STEMCasts - Technical Deep Dive - Data Mining

Thank you @maleeha_imran for an amazing webinar! We will have the recording up shortly. Meanwhile, here are a few screenshots for those of you who are super keen to try out the steps demonstrated in the webinar!

  • What is Web Crawling? Gathering data from a website
  • Python Basics - installation, variables, understanding HTML structure
  • Intro to Web requests/responses - urllib(Python library for web requests)
  • Building a basic crawler - scrapy ( a free/open source Python web crawling framework), Beautifulsoup(pulling data out of HTML/XML files).
  • Crawling Tutorial


First pass editing done. Will be uploaded to STEMCasts library shortly.

Overview:



The primary ways to get data:



What are you allowed to crawl? Honor the rules in Robots.txt.
Start with sites created specifically to help you learn. Example: quotes.toscrape.com






BeautifulSoup Code to sort and print tags from quotes.toscrape.com:



Tool built specifically for scraping:



2 Likes

Hey all!
Just wanted to pop in and mention that if you got a chance to experiment with web scraping since the webinar and had any questions I’m here to help!

1 Like

Thank you @maleeha_imran!

BeautifulSoup will be used in the 1st step.

ML Participants & Observers: Get familiar with the tool with this excellent webinar!

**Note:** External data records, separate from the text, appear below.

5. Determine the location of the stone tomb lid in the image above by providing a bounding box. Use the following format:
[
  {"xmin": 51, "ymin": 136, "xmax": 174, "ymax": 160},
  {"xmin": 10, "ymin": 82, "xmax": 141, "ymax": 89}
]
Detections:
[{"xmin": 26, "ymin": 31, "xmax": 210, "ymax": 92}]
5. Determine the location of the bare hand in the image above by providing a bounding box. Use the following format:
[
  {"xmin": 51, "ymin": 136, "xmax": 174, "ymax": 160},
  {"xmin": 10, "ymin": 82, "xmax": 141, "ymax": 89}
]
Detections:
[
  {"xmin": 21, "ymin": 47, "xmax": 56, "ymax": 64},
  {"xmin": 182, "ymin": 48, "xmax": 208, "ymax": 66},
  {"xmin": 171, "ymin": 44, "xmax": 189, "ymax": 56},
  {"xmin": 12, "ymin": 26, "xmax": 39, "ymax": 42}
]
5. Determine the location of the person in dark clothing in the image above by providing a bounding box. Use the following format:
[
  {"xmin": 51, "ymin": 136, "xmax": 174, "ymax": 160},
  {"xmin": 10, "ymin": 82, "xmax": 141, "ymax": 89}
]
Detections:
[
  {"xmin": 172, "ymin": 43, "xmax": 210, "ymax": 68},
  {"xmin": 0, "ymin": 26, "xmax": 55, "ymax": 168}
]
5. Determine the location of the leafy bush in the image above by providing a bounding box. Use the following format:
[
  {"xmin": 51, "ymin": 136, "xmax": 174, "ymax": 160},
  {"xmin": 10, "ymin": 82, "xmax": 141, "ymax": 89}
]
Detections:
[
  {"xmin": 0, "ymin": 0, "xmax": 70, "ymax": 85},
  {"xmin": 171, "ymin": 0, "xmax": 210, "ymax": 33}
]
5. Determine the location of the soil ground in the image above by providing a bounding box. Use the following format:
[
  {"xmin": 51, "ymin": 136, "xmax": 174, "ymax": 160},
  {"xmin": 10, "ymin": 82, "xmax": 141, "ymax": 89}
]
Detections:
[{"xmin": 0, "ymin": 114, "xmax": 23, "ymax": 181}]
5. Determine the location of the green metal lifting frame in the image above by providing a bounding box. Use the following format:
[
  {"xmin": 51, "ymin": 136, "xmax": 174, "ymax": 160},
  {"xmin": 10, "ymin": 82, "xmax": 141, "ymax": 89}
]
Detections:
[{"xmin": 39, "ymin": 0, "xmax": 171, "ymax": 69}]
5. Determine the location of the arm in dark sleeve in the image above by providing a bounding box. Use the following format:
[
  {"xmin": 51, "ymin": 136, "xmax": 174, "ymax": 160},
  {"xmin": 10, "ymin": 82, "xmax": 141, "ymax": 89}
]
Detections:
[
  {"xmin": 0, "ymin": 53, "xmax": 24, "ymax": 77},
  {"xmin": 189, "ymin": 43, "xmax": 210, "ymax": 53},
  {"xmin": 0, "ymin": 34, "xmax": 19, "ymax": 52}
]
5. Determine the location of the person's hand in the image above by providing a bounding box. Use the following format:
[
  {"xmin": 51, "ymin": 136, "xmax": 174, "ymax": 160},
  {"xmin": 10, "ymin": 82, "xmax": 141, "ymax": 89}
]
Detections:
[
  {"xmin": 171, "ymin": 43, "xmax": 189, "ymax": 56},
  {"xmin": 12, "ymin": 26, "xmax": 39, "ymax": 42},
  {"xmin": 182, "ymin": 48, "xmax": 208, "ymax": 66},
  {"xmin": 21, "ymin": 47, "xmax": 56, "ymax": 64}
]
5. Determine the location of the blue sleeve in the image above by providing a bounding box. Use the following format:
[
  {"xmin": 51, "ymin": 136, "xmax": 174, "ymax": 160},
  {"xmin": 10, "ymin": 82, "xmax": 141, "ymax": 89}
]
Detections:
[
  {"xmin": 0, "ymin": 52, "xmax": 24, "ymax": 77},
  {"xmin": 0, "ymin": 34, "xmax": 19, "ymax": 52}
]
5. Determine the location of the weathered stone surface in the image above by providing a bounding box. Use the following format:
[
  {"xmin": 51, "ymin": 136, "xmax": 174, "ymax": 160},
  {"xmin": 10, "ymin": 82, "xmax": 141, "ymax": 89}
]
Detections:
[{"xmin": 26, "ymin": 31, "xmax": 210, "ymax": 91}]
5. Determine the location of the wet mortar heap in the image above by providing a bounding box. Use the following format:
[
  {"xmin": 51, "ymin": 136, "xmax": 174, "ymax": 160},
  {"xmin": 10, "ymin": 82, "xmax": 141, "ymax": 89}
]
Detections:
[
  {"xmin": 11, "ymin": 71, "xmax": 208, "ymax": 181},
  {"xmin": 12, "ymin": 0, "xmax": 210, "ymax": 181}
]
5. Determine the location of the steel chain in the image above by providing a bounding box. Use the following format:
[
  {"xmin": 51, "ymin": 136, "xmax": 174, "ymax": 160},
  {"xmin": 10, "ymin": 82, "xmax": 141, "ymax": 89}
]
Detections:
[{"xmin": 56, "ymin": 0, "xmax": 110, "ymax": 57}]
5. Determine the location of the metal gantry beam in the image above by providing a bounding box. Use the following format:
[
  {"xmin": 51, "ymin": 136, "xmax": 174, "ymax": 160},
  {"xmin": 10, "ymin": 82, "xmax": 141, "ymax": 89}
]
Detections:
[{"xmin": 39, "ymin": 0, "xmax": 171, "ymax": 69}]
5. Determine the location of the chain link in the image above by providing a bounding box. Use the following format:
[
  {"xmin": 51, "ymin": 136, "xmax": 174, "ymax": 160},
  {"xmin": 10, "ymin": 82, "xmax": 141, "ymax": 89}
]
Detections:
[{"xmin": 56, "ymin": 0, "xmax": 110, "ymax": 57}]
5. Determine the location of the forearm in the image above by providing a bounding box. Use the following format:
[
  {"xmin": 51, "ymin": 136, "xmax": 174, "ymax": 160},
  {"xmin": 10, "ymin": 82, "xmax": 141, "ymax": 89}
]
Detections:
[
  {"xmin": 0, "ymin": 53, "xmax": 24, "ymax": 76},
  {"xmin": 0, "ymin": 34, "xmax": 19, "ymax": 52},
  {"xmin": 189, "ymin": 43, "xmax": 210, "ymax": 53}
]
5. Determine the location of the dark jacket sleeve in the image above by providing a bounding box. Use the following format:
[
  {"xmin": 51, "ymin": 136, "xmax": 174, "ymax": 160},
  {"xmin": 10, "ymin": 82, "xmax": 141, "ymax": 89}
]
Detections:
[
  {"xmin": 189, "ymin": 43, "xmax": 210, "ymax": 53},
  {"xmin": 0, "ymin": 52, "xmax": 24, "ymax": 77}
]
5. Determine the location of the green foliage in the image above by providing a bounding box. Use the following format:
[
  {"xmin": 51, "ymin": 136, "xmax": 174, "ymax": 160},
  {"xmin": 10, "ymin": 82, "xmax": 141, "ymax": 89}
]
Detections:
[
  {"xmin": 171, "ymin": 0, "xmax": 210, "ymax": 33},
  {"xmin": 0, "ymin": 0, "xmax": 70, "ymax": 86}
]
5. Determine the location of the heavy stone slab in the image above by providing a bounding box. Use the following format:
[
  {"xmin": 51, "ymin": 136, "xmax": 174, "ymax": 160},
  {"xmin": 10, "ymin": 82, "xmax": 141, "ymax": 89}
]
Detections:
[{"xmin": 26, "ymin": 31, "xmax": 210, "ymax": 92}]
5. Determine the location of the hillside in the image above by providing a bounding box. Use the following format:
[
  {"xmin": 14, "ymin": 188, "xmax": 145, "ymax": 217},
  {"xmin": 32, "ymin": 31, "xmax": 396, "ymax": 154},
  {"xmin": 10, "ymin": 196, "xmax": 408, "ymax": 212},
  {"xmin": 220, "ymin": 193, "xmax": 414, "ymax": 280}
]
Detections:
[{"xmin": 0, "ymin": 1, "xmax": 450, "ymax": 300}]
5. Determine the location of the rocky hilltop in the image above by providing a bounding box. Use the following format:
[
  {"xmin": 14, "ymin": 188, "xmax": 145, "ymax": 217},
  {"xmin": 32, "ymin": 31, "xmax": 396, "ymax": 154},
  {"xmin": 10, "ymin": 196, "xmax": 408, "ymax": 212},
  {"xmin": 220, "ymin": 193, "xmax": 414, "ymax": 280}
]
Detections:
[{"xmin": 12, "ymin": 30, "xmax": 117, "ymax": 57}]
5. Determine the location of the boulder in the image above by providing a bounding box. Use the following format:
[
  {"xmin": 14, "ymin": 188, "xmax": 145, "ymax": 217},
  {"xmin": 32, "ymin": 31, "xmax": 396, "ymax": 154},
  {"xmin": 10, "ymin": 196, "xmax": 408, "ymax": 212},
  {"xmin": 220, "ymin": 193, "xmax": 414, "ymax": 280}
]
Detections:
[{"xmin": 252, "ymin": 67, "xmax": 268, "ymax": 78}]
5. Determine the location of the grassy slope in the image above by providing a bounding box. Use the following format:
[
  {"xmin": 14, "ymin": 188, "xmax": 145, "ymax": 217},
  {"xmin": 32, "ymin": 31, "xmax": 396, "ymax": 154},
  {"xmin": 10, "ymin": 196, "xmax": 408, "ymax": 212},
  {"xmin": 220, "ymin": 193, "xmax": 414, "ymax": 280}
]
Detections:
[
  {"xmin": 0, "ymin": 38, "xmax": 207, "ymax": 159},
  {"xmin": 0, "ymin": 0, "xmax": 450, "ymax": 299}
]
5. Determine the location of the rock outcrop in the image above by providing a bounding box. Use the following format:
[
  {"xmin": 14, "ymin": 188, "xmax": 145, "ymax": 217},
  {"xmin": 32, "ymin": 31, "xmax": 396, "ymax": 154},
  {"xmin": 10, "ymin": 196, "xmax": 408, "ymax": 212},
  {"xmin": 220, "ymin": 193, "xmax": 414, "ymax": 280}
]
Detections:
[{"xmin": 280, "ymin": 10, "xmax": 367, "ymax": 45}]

Thank you very much Maleeha!
I was trying to use the way you showed in the vedic to open a son file of a STEM-Away webpage, but I got this error that I am confused about. It says that son does not have the load attribute. Could you help? Thank you.Screen Shot 2020-05-21 at 11.31.07 AM

You might have called your own file json.py. Make sure that you do not have any file named json.py in your folder.
Besides, if your python version is below 2.6, try to use “import simplejson as json” instead. You might need to “pip install simplejson” in the terminal before importing it in python.

#stemaway-star

Thank you for the response Xianbo! I am using python 3. So does that mean I don’t need the “import simplejson as json”? And I changed my file name to demo.py instead in order to not overlap with the written code. But this new weird error popped up…Do you know how I can fix it? Thank you. Screeyon Shot 2020-05-21 at 12.25.44 PM

Can you try to set the error parameter in open() to ‘ignore’? And set the encoding to ‘utf-8’? Meaning change line 3 to:
with open(’/Users/kittyguz/Desktop/2032.webarchive’,
encoding=“utf8”, errors=‘ignore’)) as json_file:

After that, compare the data variable with the actual contents of that file you are trying to open. You might be missing a few characters that could be causing the UnicodeDecodeError.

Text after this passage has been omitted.